Some of McClure’s earlier songs touched on politics and the struggles of being young and growing older. But McClure didn’t put much meaning behind Son of the Pale Youth’s lyrics. To him, infusing messages into music takes away a listener’s freedom to think for themselves.
“And at first I wasn’t going to put any words on them, because I can sing and make it sound like I’m putting words,” he said. “But it wasn’t quite working. So I had to corrupt them and put words on it. That took me a little while to put some words that didn’t make me feel too uncomfortable. Nothing that really meant anything at all. And then I came back and I recorded the songs that you can hear for this record, I guess you’d call it, over a weekend.”
After being away from the stage for roughly a year and half, McClure debuted Son of the Pale Youth’s songs last week at Foam on Cherokee Street in St. Louis. The response was enthusiastic. Nearly everyone in the audience refrained from chatting among themselves or looking at their phones — their attention squarely on McClure alone on the stage.
“It was funny. I went to tell him that he was incredible, and he was like, ‘Oh, I didn’t think it went too well,’” said Keisha Griffin. “I had to explain to him what he did to the crowd.”
Despite their simplicity, Erin Alter said McClure’s songs are powerful.
“There’s more of a driving feel to it.

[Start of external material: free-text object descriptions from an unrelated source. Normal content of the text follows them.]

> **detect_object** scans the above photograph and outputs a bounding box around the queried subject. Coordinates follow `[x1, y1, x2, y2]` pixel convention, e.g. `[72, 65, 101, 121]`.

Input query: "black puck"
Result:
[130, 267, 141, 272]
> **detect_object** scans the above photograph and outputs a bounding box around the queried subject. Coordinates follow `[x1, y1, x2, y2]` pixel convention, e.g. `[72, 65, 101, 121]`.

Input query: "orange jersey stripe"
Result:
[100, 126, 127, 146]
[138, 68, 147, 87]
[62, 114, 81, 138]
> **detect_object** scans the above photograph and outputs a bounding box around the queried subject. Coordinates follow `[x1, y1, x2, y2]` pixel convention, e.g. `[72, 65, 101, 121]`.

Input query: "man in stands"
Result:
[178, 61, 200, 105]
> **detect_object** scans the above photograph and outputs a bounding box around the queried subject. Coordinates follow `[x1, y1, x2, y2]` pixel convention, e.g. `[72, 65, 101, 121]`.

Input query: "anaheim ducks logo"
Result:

It wasn’t ever loud or insistent, but it had a different undertone to it, and others were really melancholy,” she said. “It’s good music to listening to at night or on foggy days.”
McClure posted Son of the Pale Youth’s music on his Bandcamp page and is planning to release more songs throughout the year. He’s also talking with a couple of record labels about giving his music a larger reach. And he’s planning to play another show at Foam on March 22.
He said Son of the Pale Youth is the most satisfying music of his career.
“I think there’s just so much information out there. And I still think all language is flawed,” McClure said. “And where it fails, you need art. And hopefully this will make some people feel better.”